# Solving x'=Ax+g using undetermined coefficients

1. May 8, 2010

### Jamin2112

1. The problem statement, all variables and given/known data

Problem #4 from here: http://www.math.washington.edu/~jtittelf/ExtraCredit.pdf

2. Relevant equations

?

3. The attempt at a solution

There's only one example of using undetermined coefficients in my textbook. I'm not sure where to start. x = t2a + tb + c ?????? That's just a ball park guess, since then x' will have just have constant vectors and vectors multiplied by t, like in the problem.

2. May 8, 2010

### gabbagabbahey

I'd start by finding the eigenvalues and eigenvectors of $$\begin{pmatrix}2 & 2 \\ 1 & 3\end{pmatrix}$$....

3. May 8, 2010

### Jamin2112

Fine. det(AI)=0 ----> (2-ß)*(3-ß)-2*1 = 0 ----> ß2 - 5ß + 4 = 0 ----> (ß-4)(ß-1)=0 ----> ß=4, 1

-----> ß(1) = (1 1)T, B(2)=(-2 1)T

Ah-ha! So I know part of the solution is e4t(1 1)T + et(-2 1)T.
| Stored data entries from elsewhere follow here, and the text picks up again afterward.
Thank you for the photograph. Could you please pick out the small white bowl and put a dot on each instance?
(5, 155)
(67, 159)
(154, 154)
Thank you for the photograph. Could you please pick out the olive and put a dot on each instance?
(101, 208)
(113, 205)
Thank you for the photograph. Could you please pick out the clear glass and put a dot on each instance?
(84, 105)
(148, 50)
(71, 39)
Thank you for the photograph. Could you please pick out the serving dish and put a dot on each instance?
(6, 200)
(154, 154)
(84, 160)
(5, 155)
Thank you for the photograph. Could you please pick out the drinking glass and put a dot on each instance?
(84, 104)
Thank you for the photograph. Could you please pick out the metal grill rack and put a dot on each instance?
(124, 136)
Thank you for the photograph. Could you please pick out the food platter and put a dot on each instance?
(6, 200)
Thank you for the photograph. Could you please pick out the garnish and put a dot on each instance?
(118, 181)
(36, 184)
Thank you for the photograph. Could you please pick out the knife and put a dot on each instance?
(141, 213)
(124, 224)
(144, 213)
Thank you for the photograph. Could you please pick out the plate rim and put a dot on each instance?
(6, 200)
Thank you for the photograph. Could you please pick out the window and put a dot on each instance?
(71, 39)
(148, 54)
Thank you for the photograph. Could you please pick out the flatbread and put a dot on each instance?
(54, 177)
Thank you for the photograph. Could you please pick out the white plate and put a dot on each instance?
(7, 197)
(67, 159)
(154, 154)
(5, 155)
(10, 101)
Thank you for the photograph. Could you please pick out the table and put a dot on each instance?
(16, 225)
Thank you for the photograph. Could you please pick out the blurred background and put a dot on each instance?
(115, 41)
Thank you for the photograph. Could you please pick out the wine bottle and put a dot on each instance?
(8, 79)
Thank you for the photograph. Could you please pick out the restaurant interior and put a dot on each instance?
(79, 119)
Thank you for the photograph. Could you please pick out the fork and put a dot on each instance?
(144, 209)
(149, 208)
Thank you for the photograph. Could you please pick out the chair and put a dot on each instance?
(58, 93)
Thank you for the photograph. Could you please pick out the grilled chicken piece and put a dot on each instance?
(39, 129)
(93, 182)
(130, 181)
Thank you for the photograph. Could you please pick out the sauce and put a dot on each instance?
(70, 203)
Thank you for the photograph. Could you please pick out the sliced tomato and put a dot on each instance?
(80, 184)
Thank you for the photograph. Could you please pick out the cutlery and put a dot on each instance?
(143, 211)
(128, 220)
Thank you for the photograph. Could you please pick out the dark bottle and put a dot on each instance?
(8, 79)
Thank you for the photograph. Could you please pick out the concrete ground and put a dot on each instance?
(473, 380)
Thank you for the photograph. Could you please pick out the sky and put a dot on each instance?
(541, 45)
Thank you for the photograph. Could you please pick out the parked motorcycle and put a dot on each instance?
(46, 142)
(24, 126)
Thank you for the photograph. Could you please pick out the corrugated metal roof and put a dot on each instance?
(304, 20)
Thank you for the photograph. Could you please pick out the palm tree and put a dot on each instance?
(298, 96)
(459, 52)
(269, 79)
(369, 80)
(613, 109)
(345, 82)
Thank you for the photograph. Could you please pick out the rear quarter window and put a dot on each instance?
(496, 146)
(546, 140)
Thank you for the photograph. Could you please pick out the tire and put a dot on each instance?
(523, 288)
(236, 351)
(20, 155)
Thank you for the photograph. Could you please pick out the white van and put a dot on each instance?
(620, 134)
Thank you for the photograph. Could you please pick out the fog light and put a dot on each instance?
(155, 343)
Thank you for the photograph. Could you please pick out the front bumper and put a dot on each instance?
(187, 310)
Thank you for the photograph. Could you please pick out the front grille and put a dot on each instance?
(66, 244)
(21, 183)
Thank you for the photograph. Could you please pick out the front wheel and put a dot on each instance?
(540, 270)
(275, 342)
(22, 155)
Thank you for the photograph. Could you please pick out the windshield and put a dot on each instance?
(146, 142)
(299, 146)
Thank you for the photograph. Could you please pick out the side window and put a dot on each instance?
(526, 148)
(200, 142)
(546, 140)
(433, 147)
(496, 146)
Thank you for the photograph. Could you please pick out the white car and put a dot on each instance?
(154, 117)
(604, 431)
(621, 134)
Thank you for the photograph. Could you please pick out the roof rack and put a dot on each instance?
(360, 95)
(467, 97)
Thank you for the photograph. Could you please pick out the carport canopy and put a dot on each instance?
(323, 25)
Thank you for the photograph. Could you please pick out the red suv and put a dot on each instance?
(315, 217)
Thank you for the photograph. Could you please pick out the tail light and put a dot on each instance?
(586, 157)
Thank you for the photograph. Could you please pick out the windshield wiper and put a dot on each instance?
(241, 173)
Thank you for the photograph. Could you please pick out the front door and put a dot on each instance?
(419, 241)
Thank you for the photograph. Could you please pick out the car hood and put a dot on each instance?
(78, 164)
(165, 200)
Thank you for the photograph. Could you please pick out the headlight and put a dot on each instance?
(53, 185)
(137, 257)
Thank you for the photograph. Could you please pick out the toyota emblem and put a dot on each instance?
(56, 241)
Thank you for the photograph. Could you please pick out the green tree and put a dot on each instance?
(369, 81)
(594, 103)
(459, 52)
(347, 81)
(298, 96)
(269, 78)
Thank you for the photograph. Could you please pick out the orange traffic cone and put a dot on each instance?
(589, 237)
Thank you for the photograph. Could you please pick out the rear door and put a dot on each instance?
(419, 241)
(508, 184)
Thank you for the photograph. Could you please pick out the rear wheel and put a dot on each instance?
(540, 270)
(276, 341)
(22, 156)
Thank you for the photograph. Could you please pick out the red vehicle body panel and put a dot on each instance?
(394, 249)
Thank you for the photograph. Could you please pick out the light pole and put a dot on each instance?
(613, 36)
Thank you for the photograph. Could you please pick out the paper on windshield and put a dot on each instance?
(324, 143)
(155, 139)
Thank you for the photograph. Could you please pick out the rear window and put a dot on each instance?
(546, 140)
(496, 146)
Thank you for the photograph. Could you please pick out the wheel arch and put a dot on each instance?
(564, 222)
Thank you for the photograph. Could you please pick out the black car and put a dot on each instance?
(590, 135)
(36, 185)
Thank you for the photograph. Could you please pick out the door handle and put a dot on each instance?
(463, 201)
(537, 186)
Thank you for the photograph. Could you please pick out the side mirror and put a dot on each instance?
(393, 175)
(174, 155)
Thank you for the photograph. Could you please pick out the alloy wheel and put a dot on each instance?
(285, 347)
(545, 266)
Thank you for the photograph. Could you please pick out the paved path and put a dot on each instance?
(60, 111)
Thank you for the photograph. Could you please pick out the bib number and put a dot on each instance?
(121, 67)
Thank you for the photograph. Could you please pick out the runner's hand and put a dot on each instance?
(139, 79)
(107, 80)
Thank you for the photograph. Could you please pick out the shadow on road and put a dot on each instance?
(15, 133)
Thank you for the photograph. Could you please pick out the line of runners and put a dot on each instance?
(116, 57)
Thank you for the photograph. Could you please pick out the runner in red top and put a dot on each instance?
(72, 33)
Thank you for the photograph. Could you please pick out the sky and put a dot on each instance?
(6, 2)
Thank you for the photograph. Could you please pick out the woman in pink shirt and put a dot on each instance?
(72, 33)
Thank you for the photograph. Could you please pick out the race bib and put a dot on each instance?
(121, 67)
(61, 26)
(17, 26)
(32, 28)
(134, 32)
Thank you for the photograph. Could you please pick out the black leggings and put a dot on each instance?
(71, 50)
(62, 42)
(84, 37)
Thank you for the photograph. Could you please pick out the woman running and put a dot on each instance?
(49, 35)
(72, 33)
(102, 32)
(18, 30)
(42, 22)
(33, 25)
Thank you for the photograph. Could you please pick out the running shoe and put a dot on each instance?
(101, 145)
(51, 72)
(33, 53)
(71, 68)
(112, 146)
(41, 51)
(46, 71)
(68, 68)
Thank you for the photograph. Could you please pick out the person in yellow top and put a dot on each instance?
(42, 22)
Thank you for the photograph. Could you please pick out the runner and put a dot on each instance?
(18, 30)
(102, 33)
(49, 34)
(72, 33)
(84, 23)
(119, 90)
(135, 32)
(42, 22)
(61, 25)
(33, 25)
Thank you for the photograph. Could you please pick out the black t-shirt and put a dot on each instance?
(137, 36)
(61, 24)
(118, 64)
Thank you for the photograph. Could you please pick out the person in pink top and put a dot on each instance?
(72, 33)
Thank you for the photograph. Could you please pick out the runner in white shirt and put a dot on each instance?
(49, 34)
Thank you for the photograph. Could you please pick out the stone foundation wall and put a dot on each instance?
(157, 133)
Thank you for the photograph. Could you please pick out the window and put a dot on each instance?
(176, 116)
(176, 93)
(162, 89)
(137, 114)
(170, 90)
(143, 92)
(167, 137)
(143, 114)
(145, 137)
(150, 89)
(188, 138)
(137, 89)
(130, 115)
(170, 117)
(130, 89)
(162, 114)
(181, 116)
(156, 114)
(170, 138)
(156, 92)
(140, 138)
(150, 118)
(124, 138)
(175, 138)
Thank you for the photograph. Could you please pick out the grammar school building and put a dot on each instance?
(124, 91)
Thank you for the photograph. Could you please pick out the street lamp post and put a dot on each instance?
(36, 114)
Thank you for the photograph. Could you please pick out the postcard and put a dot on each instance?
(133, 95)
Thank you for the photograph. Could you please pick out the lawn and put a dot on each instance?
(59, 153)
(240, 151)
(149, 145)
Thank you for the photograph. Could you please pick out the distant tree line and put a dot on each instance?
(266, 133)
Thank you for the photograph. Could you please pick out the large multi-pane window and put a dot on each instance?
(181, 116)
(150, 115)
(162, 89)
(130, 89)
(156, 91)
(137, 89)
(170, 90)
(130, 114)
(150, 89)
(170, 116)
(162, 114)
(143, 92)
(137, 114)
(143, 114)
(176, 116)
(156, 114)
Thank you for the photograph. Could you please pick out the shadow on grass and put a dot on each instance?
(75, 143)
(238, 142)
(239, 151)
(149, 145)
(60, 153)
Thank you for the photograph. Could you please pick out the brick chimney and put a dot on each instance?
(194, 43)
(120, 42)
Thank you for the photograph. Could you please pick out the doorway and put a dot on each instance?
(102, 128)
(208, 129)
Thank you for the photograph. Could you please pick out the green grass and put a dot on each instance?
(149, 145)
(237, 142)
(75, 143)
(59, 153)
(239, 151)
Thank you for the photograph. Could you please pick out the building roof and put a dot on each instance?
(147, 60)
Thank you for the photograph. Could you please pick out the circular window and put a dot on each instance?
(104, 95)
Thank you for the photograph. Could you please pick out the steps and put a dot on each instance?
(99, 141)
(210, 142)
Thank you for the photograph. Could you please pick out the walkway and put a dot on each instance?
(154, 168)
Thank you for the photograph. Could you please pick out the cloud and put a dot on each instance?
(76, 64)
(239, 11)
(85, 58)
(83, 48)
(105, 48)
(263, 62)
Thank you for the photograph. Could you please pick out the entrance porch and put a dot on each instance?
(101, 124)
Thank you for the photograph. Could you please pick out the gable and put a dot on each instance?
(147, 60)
Maybe I assume the full solution is e4t(1 1)T + et(-2 1)T + at2 + bt + c????

4. May 8, 2010

### gabbagabbahey

You don't get the zero vector for your first eigenvector...show your calculations for that part

5. May 8, 2010

(see edit)

6. May 8, 2010

### gabbagabbahey

Close...I think you want to assume the solution is of the form

$$\textbf{x}(t)=c_1e^{4t}\begin{pmatrix} 1 \\ 1\end{pmatrix}+c_2e^{t}\begin{pmatrix} -2 \\ 1\end{pmatrix}+\textbf{a}t+\textbf{b}$$

The $c_1$ and $c_2$ are needed since any linear combination of your two independent homogeneous solutions will also be a solution to the homogeneous equation. And I don't think you need a $t^2$ term for your particular solution.

7. May 8, 2010

### Jamin2112

If you just have at + b then you'll just have a when you take the derivative. Ultimately I'm trying up an x whose derivative looks something like it does in the problem. Right? (t t)T = t(1 1)T.

8. May 8, 2010

### gabbagabbahey

Right, but $$\begin{pmatrix}2 & 2 \\ 1 & 3\end{pmatrix}\textbf{x}(t)$$ will also have a $t$ in it which should cancel the at for an appropriate choice of a.

9. May 8, 2010

### Jamin2112

a and b have constant entries, right?

10. May 8, 2010

### gabbagabbahey

They'd better!

11. May 8, 2010

### gabbagabbahey

Keep in mind, that if you get an equation like Ma=-a for some matrix M, either -1 is one of its eigenvalues or a=0

12. May 8, 2010

### Jamin2112

Thanks, buddy. One more quick question!

On problem 3, I have a 3x3 matrix eigenvalues -2,-1 and corresponding eigenvectors (1 0 0)T and (0 1 0)T. Now, I know what with a 2x2 matrix, if I have only one eigenvector, giving me a solution x=eat$, then I guess a second solution x=teat$ + eat#. With a 3x3 matrix, do I try that with each of my two eigenvectors? Doing so seems to give me a solution for one but not the other.

13. May 8, 2010

### gabbagabbahey

The easiest way to solve problem 3 is to not do it in matrix form...just let $$\textbf{x}(t)=\begin{pmatrix}x_1(t) \\ x_2(t) \\ x_3(t) \end{pmatrix}$$ and solve the 3 DEs you get.